Люба — пятый ребенок у Анастасии Ефимовны. И одно то, как любит и бережет она, усталая, немолодая женщина, пятого ребенка, — волнующее свидетельство того, что перед нами человек, живущий и чувствующий по-новому. Здесь не только нет ни нотки обычных, бывало, сетований, что «лишний ребенок — лишний рот», но и нет обязательной мечты о том, чтобы ребенок нашел иную судьбу, чем родители.

— Расти, Люба, подрастай, — говорит мать, — коров доить будешь.

— Ну, она-то уж не будет коров доить… — сказал кто-то, желая, видимо, польстить матери тем, что у ее ребенка более высокие перспективы в жизни.

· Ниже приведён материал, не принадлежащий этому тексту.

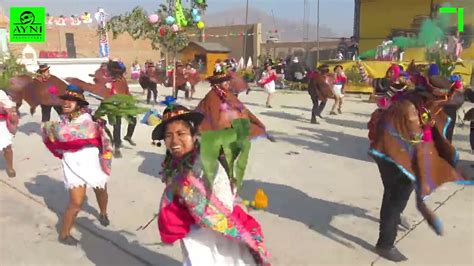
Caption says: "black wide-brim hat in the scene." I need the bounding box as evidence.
[151,105,204,141]
[206,73,232,85]
[59,85,89,106]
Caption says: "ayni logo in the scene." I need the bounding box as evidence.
[10,7,46,42]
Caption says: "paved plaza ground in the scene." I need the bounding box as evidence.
[0,84,474,266]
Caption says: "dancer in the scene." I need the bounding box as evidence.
[258,64,277,108]
[152,105,269,266]
[308,64,331,124]
[130,60,141,80]
[330,65,347,115]
[43,85,112,246]
[368,65,462,262]
[66,61,137,158]
[0,90,19,177]
[196,64,275,141]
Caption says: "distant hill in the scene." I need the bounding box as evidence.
[203,7,339,42]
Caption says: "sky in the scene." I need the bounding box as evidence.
[0,0,354,35]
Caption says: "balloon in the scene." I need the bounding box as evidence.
[148,14,160,24]
[171,24,179,32]
[166,16,176,25]
[160,27,166,36]
[197,21,204,30]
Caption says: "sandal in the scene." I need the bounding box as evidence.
[58,236,79,246]
[99,214,110,227]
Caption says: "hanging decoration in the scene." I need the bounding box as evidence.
[148,14,160,24]
[197,21,204,30]
[95,8,109,57]
[175,0,188,27]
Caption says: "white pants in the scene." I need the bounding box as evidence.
[0,121,13,150]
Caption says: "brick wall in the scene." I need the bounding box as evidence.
[9,26,160,68]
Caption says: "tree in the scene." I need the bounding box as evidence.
[106,0,207,90]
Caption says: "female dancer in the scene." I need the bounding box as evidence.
[43,85,112,246]
[152,105,269,266]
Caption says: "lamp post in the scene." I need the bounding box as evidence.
[242,0,249,64]
[316,0,319,66]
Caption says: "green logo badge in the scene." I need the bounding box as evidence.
[10,7,46,42]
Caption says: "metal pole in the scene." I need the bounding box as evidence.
[316,0,319,66]
[243,0,249,64]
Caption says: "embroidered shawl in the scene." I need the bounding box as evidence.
[43,111,112,175]
[158,171,270,265]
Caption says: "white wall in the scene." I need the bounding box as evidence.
[26,58,109,83]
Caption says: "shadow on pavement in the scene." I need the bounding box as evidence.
[324,115,369,131]
[272,127,372,162]
[137,152,165,178]
[76,217,182,266]
[241,180,378,251]
[25,175,181,265]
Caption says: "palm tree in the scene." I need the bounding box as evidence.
[106,0,207,89]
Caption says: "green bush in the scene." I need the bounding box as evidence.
[0,55,27,89]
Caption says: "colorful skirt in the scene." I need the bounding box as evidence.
[62,147,109,189]
[0,120,14,150]
[263,81,275,93]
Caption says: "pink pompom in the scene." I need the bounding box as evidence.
[377,97,390,109]
[171,24,179,32]
[423,126,433,142]
[48,85,58,95]
[220,103,229,111]
[148,14,160,24]
[453,80,462,90]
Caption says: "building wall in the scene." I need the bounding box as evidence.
[206,53,229,76]
[191,23,262,66]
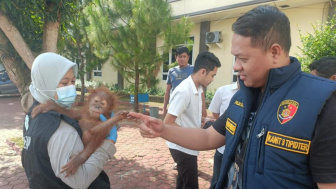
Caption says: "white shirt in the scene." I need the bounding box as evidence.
[167,76,203,156]
[208,82,238,153]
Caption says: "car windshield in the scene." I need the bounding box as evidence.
[0,64,5,72]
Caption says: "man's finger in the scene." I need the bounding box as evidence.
[129,112,150,120]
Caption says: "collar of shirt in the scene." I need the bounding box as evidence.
[186,75,203,94]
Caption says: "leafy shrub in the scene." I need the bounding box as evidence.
[298,15,336,72]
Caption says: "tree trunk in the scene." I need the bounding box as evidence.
[42,22,60,53]
[0,32,33,112]
[0,11,35,69]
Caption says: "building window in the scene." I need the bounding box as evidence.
[232,56,238,83]
[162,37,194,81]
[93,64,103,77]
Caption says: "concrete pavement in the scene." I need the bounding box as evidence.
[0,97,214,189]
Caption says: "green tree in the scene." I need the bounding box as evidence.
[298,15,336,72]
[86,0,191,111]
[0,0,82,111]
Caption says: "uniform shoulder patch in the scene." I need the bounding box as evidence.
[234,100,244,108]
[265,131,311,154]
[225,118,237,135]
[277,100,299,124]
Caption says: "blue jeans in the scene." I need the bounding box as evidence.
[210,150,223,189]
[169,148,198,189]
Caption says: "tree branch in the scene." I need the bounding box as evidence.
[0,11,35,69]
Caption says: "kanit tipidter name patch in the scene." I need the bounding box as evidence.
[277,100,299,124]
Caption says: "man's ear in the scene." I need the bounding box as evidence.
[270,43,284,64]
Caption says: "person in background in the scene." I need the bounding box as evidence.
[163,52,221,189]
[130,5,336,189]
[309,56,336,81]
[208,77,239,189]
[21,52,117,189]
[163,47,207,117]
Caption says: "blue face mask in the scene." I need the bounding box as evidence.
[55,85,77,109]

— Будет доить, — с твердостью повторила мать, — что ж она, неспособная какая-нибудь, что ли? Будет доить.

С этого постепенно завязался замечательный, неторопливый рассказ мастерицы о своей работе — о том, что составляет гордость и радость ее. Это был рассказ умелого и скромного, но знающего себе цену человека.

— Корова тому дает молоко, кого любит. Не полюбит — не даст. А надо, чтоб она тебя узнавала издали, корова. Когда я прихожу с подойником, мои коровы все ко мне. Они мой характер знают. Характер тут нужен мягче мягкого. Вернее сказать, будь там у тебя какой хочешь характер, но ты его не показывай скотине. Скотина чувствует. Ну, а в особенности — породистая чувствует. Рекордистка моя — Тайга, — так она даже испытывать тебя начнет… Вообще они — рекордистки — чуткие и балованные. Знают, что за ними ухаживают, как за детьми. А Тайга особенно. Ее у нас никто из женщин доить не мог. Доил ее сам наш зоотехник Павел Германович Зилле, в шутку мы его звали «Зелье». Один он мог доить Тайгу. И доил всегда после нас. Мы кончим, а он идет доить. Останется один — и что он там колдует над ней, — кто ж его знает? Может, заговаривает как-нибудь, может, порошки какие-нибудь дает, — кто ж его знает? Подсмотреть женщины стеснялись, потому что если человек заговор делает, то считали, помешать можно. А как же помешать, если она под тридцать литров суточный удой дает? Нельзя. Но я, сказать откровенно, решилась посмотреть. Да дай, думаю, посмотрю: обидится не обидится, а я должна видеть, что он с коровой мудрит. Ну, осталась на дворе один раз, когда он доить пришел.